Lors de son audition à l’Assemblée nationale, l’économiste Laurence Scialom, dénonce aussi cette tartuferie démocratique : « si l’on ne sépare pas plus que ce qui est prévu dans le projet de loi, il faut retirer de son intitulé le terme « séparation ». C’est une question de transparence du législateur vis-à-vis du citoyen », témoigne-t-elle (p.106).
Rien n’y fait. Le tour est joué… Le lobby bancaire a gagné sur tous les tableaux : une loi sans séparation des activités spéculatives mais avec la couleur d’une séparation (dans le titre) qui lui permet de faire bonne figure en repoussant d’avance le projet de séparation européen. Ce qui fait dire aux auteurs qu’en matière de règlementation financière « le couple franco-allemand – sous la pression des banques – aura été le meilleur frein de l’Europe, non son moteur » (p.42).
Comment un tel complot contre la volonté des électeurs et des élus est-il possible en France ? « Cette réforme à minima démontre que la collusion entre les banquiers, la haute fonction publique et les politiques est toujours aussi forte », répond Jean-Paul Pollin, professeur de finance réputé, aussi réfléchi que modéré (p.127).
Collusion ? « Entente secrète entre deux ou plusieurs personnes pour nuire à un tiers ». Il y va fort le prof ! On n’est quand même pas dans un pays rongé par la corruption dont le pouvoir politique s’achète facilement. Effectivement, c’est plus subtil. « Il n’y a plus en France de cloison étanche entre la haute finance privée et la haute finance publique, analyse l’économiste Gaël Giraud. Toutes deux sont peuplées par les mêmes personnes, qui courent le risque de confondre allègrement le pouvoir administratif au service de l’intérêt général avec un pouvoir discrétionnaire au service des intérêts de court terme du secteur bancaire » (p.18).

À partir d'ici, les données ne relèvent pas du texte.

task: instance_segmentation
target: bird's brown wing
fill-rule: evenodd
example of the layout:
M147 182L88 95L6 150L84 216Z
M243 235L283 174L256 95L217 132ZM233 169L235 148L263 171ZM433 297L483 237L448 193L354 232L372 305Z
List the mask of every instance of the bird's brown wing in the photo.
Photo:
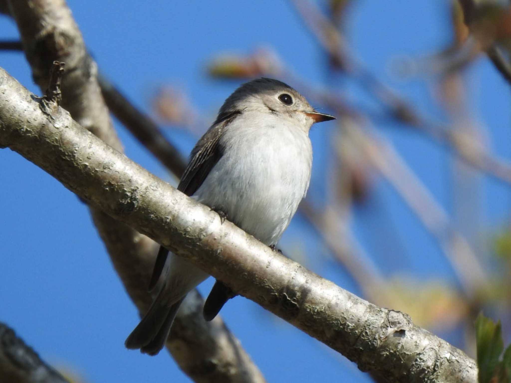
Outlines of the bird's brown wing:
M184 171L177 189L187 196L193 196L200 187L210 172L223 154L223 148L220 143L225 127L230 124L241 112L239 111L223 113L195 145L190 155L191 160ZM149 291L156 286L163 272L169 250L160 247L153 274L149 281Z

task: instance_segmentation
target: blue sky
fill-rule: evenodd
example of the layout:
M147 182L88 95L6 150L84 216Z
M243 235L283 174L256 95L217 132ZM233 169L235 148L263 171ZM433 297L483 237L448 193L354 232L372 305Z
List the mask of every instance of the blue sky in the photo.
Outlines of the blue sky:
M430 81L403 81L389 68L396 58L423 56L447 45L451 33L449 2L354 3L346 32L356 56L417 109L442 118ZM244 55L261 46L271 47L294 74L308 82L331 82L321 49L286 1L155 0L143 6L139 2L68 0L68 4L102 71L146 111L150 110L155 88L171 84L183 89L211 123L238 83L211 79L207 63L219 53ZM18 36L13 22L5 17L0 17L0 38ZM22 55L0 53L0 66L39 93ZM472 65L467 76L473 117L485 124L490 147L509 158L508 87L485 59ZM357 104L376 105L349 82L334 85L343 87ZM329 143L335 126L328 124L316 127L311 133L315 157L309 194L319 202L328 182ZM117 122L115 127L130 158L171 179ZM452 163L446 149L392 123L376 127L451 211ZM166 134L188 155L195 137L171 129ZM0 321L11 326L45 360L77 372L87 381L188 381L167 353L151 357L124 348L124 339L137 323L137 314L113 270L86 207L58 181L9 150L0 151ZM437 245L400 197L385 183L377 184L373 192L371 203L356 209L353 228L382 273L409 273L420 280L445 278L455 285ZM505 225L508 188L484 178L480 193L480 223L484 230ZM304 258L307 267L360 293L303 218L295 217L282 247L310 254ZM208 280L201 286L203 294L212 283ZM269 381L370 381L342 356L243 298L229 302L222 315ZM463 345L455 336L450 340Z

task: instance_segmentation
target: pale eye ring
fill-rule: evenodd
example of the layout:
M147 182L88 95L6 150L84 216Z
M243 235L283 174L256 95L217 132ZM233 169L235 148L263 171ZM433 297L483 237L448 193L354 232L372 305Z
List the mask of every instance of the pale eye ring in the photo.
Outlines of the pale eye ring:
M278 100L285 105L290 106L293 105L293 98L291 97L290 94L287 93L283 93L278 96Z

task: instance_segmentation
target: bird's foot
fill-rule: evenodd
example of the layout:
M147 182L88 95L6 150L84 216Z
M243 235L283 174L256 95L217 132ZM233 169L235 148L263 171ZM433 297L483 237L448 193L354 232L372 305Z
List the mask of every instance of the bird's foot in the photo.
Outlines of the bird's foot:
M276 245L270 245L270 248L273 251L276 251L279 254L282 254L282 250L280 249L277 249L277 246Z
M215 206L212 206L211 210L218 214L218 216L220 218L220 224L223 225L227 219L227 213L222 210L221 208L217 208Z

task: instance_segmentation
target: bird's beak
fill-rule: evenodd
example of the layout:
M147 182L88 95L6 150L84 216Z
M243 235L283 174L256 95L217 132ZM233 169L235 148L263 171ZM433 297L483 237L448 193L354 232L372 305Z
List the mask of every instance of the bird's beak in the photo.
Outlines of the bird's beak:
M305 112L305 114L312 118L314 121L314 123L322 123L323 121L330 121L331 119L335 119L335 117L332 115L326 114L324 113L319 113L314 110Z

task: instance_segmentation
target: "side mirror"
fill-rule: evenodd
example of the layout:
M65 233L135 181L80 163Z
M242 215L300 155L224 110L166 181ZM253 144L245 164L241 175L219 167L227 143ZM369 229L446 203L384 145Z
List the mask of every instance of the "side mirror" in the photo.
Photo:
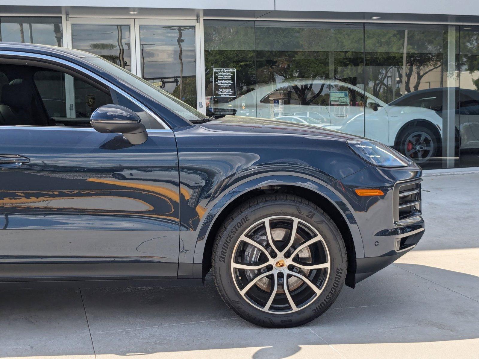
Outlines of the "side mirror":
M378 105L376 102L373 102L372 101L368 101L367 104L367 107L372 110L373 111L377 111L377 107Z
M102 134L122 134L132 145L141 145L148 139L141 119L129 109L118 105L97 108L90 117L91 126Z

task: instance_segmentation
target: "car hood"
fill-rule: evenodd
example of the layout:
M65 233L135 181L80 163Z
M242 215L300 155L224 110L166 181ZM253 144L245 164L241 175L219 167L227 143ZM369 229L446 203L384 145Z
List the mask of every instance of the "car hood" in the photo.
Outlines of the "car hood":
M202 123L201 125L210 131L284 134L285 135L318 136L342 141L358 137L307 124L241 116L225 116Z
M386 109L389 115L399 115L400 114L411 114L421 116L429 116L432 117L439 117L435 111L424 107L415 107L412 106L388 106Z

Mais enfin ! Il ne suffit pas d’avoir été à l’école avec un futur haut fonctionnaire, ou d’avoir partagé le même bureau dans le même cabinet ministériel, pour s’assurer ses faveurs ! Là aussi, la carotte est ailleurs. « Beaucoup de fonctionnaires du Trésor aspirent à quitter la fonction publique pour rejoindre les milieux financiers, alors dans leurs fonctions ils ménagent logiquement leur futur employeur », explique Gaël Giraud (p.155). Le secrétaire général adjoint de l’Elysée qui donnait ses consignes aux députés de la majorité sur la loi de pseudo-séparation bancaire, Emmanuel Macron, jeune et brillant énarque-inspecteur des finances, est lui-même passé par la Banque Rothschild depuis 2008 (p.110).

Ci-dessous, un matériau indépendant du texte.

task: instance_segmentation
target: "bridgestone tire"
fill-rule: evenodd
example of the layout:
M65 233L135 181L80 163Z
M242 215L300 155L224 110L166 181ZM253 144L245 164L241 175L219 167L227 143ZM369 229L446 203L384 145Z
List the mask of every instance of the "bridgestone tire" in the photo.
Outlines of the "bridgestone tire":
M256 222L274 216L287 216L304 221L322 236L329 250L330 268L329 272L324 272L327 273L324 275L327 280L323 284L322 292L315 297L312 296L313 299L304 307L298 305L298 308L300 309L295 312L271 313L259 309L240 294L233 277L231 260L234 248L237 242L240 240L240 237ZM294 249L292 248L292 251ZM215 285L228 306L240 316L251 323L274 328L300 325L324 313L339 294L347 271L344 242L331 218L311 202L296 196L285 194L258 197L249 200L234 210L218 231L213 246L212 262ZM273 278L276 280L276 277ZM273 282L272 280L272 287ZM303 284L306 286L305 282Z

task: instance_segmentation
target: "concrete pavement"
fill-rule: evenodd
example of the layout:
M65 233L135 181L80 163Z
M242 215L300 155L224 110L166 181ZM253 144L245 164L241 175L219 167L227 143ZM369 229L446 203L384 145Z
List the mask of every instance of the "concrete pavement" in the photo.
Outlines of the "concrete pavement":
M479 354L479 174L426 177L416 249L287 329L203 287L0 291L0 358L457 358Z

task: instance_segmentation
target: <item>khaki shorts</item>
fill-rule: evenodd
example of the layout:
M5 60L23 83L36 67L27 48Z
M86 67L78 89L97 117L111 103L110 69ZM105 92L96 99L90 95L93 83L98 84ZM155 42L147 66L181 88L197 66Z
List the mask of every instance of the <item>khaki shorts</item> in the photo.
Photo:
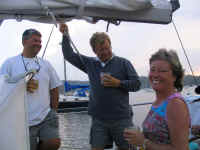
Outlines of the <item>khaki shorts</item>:
M31 150L37 150L40 141L59 138L58 116L51 110L38 125L29 127Z
M132 126L132 118L103 121L92 118L90 130L90 144L92 148L104 148L115 142L117 147L128 149L128 142L123 137L124 129Z

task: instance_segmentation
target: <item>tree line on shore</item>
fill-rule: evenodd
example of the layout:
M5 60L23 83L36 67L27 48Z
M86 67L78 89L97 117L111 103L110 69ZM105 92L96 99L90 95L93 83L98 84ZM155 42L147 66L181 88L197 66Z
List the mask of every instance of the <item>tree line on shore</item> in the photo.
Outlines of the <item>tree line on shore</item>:
M140 81L142 83L141 88L151 88L148 77L140 76ZM70 84L89 84L89 81L70 80L68 82ZM185 75L183 79L183 85L184 86L200 85L200 76Z

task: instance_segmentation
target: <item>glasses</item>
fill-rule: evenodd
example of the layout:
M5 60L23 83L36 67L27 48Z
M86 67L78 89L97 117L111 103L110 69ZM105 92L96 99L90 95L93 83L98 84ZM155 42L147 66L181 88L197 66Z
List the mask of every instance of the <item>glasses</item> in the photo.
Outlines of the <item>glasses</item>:
M21 55L21 56L22 56L22 62L23 62L23 65L24 65L24 69L26 70L26 72L28 72L28 67L27 67L27 66L28 66L30 63L28 62L28 63L25 64L24 56L23 56L23 55ZM31 68L31 69L35 69L35 70L36 70L36 73L38 73L38 72L40 71L41 66L40 66L40 64L39 64L39 60L38 60L37 57L35 57L34 62L35 62L35 64L37 65L37 68Z

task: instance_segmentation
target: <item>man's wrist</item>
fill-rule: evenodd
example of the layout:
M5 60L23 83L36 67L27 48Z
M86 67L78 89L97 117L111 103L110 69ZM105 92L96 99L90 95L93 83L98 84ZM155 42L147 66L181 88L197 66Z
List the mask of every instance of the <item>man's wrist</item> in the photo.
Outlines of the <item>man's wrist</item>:
M124 87L124 82L123 81L120 81L120 83L119 83L119 87Z
M147 149L147 143L149 142L148 139L144 139L144 143L142 145L143 149L146 150Z

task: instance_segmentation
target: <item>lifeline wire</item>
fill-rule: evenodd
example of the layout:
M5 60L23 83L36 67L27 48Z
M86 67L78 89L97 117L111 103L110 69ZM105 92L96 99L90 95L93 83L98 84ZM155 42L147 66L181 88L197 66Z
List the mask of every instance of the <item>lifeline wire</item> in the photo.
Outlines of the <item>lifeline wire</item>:
M44 52L43 52L43 54L42 54L42 58L44 57L44 54L45 54L45 52L46 52L46 49L47 49L47 46L48 46L48 44L49 44L49 41L50 41L51 35L52 35L52 33L53 33L53 29L54 29L54 25L53 25L53 27L52 27L52 29L51 29L51 33L50 33L50 35L49 35L49 38L48 38L47 44L46 44L45 49L44 49Z

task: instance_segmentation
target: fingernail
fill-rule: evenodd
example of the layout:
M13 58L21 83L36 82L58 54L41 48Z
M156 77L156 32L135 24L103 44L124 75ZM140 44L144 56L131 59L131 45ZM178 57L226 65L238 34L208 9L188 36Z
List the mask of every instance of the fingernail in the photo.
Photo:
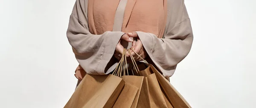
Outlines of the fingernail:
M133 41L133 38L132 37L129 37L129 40L131 41L132 42Z

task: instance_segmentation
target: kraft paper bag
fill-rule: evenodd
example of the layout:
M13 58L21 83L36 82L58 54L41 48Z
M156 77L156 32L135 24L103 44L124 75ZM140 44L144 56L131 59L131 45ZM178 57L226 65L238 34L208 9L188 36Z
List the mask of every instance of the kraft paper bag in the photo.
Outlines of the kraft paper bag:
M168 108L155 75L148 72L139 72L145 77L137 108Z
M86 74L64 108L112 108L125 83L112 75Z
M125 83L134 86L138 89L138 92L137 92L136 95L134 97L132 105L131 107L129 107L132 108L136 108L138 103L138 101L139 100L139 97L140 96L140 91L141 90L144 77L143 76L125 75L123 76L121 78L125 82ZM128 95L127 96L130 97Z
M155 74L163 91L174 108L191 108L183 97L152 64L149 64L149 71Z
M128 83L125 83L113 108L130 108L139 89Z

L’ex-secrétaire d’Etat au Commerce extérieur de Nicolas Sarkozy, Pierre Lellouche, confirmait cette porosité dans un aveu public à l’Assemblée nationale, le 12 février 2012 : « lorsque j’étais à Bercy, au milieu de cette crise, j’avais proposé au gouvernement et au président de la République de l’époque d’introduire un Glass-Steagall Act à la française, expliquait-il. Immédiatement, je me suis vu opposer par les milieux concernés l’argumentaire que vous développez aujourd’hui », confiait-il au ministre des finances Pierre Moscovici, confirmant implicitement qu’un tel projet n’est pas plus à la portée d’une majorité de droite que de gauche.

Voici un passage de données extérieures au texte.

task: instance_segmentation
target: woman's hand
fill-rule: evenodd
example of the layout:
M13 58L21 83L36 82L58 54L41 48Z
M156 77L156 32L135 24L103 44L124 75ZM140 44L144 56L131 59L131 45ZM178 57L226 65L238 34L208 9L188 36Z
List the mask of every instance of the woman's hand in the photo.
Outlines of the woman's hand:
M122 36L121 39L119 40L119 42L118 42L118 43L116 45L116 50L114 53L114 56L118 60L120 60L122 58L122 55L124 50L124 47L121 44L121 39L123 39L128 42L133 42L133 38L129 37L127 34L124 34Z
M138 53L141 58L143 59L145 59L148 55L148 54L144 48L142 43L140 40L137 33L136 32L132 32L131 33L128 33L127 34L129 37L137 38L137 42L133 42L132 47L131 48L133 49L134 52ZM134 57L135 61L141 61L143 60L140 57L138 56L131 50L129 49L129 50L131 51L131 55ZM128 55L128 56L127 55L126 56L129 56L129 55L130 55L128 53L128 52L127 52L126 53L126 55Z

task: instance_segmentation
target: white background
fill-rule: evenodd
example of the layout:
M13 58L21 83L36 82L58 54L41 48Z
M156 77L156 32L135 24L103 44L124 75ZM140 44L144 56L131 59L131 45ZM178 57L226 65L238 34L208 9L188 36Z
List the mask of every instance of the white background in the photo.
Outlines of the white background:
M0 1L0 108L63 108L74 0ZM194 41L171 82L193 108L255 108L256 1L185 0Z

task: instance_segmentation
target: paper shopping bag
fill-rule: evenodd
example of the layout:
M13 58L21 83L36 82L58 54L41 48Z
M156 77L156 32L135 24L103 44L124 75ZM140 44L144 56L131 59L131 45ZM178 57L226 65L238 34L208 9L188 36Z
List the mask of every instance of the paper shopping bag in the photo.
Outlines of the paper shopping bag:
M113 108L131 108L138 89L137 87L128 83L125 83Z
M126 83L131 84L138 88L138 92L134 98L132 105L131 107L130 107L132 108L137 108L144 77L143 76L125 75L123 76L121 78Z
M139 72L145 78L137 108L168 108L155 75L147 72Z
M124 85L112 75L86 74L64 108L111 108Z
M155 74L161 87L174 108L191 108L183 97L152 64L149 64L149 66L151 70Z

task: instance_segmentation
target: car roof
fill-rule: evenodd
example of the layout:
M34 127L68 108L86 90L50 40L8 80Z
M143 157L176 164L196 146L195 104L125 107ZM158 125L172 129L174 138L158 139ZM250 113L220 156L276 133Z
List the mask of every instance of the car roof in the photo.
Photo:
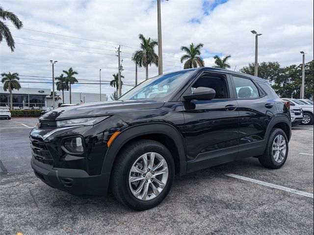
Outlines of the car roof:
M182 70L177 71L177 72L182 71ZM247 74L246 73L243 73L242 72L237 72L236 71L233 71L232 70L224 70L223 69L220 69L219 68L213 67L201 67L198 68L188 69L184 70L184 71L209 71L213 72L220 72L224 73L228 73L231 75L235 75L240 76L245 76L253 79L254 81L259 82L267 82L267 80L261 78L260 77L256 77L255 76L252 76L251 75Z

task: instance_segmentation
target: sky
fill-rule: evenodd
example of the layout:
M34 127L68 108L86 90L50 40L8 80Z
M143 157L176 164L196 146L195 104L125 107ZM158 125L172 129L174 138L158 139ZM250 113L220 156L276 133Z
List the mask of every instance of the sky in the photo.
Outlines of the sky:
M131 58L139 48L138 34L157 39L156 0L2 0L0 4L24 24L18 30L6 22L16 42L14 52L5 40L0 44L0 72L18 72L21 81L29 82L22 87L52 88L36 82L51 82L52 60L58 61L55 76L71 67L78 72L73 91L98 93L99 84L82 83L99 82L100 69L102 83L112 80L121 45L124 93L134 84ZM204 44L206 66L214 65L215 55L231 55L230 69L238 70L254 61L253 29L262 34L260 62L298 64L300 51L307 52L306 62L313 59L312 0L162 0L161 5L164 72L183 69L180 47L191 43ZM155 66L149 67L150 77L157 74ZM139 82L145 79L145 68L138 69L138 76ZM114 90L102 85L109 96Z

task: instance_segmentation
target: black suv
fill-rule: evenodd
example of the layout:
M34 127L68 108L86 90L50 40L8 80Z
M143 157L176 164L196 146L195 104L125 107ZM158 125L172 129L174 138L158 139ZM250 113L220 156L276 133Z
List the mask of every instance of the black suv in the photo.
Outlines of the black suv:
M105 195L143 210L168 194L175 174L249 157L287 160L290 112L266 80L201 68L164 74L118 100L61 107L30 134L31 166L47 185Z

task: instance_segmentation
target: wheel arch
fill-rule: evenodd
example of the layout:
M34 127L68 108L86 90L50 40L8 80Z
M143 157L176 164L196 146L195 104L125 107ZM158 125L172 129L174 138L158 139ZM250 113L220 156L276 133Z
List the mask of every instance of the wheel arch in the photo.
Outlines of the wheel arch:
M128 127L120 133L108 148L102 172L110 173L119 152L126 145L139 139L157 141L164 145L174 158L176 174L186 173L186 163L183 138L177 129L167 123L150 123Z
M290 141L291 136L291 121L286 116L280 116L273 119L269 124L266 131L266 140L268 140L271 130L274 128L280 128L283 130L287 138L288 141Z

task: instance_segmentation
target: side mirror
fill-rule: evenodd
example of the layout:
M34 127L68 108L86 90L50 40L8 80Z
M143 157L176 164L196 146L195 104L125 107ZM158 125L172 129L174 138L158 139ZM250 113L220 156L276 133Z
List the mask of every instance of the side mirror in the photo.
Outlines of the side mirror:
M216 96L216 92L212 88L199 87L196 88L192 94L184 95L184 99L188 100L197 99L199 100L209 100Z

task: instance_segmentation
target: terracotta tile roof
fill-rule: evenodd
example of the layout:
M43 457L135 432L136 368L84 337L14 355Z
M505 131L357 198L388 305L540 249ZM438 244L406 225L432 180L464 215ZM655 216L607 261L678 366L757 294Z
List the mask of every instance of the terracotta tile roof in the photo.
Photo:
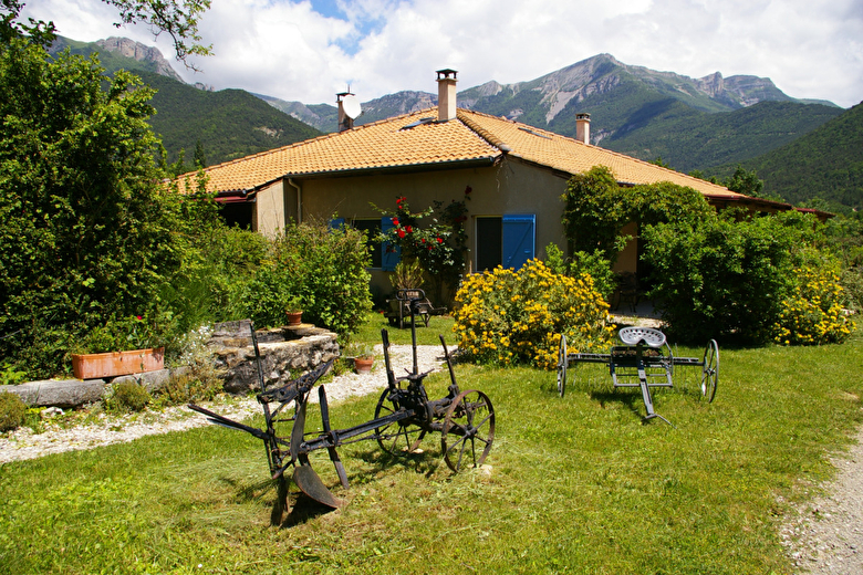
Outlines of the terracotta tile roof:
M211 166L206 169L207 188L220 194L252 191L282 177L464 161L490 164L509 154L571 175L603 165L621 182L672 181L710 197L741 198L722 186L519 122L464 108L458 109L456 121L436 119L437 108L423 109Z
M594 166L605 166L620 182L670 181L709 196L740 196L722 186L518 122L465 109L459 109L458 118L479 133L493 134L498 146L506 144L512 149L511 156L566 174L583 174Z

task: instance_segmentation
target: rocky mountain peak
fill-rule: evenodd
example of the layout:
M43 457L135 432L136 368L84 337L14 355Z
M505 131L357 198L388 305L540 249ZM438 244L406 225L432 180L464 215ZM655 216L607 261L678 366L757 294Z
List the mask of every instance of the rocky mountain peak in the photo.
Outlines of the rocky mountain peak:
M138 62L152 63L156 66L156 73L163 76L173 77L177 82L184 80L177 72L170 67L170 64L158 48L148 46L141 42L135 42L128 38L111 36L105 40L97 40L96 45L106 52L116 52L122 56L137 60ZM185 83L185 82L184 82Z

François Hollande l’avait bien dit : le monde de la finance n’est « pas élu, et pourtant il gouverne ». Certes, il n’était pas le premier à s’en rendre compte. Deux siècles avant lui, le troisième président des Etats-Unis, Thomas Jefferson, partageait la même consternation dans une correspondance du 28 mai 1816 avec son ami le sénateur de Virginie John Taylor, en concluant « je crois sincèrement, comme vous, que les établissements bancaires sont plus dangereux que des armées en ordre de bataille » (cité par Gaël Giraud p.9).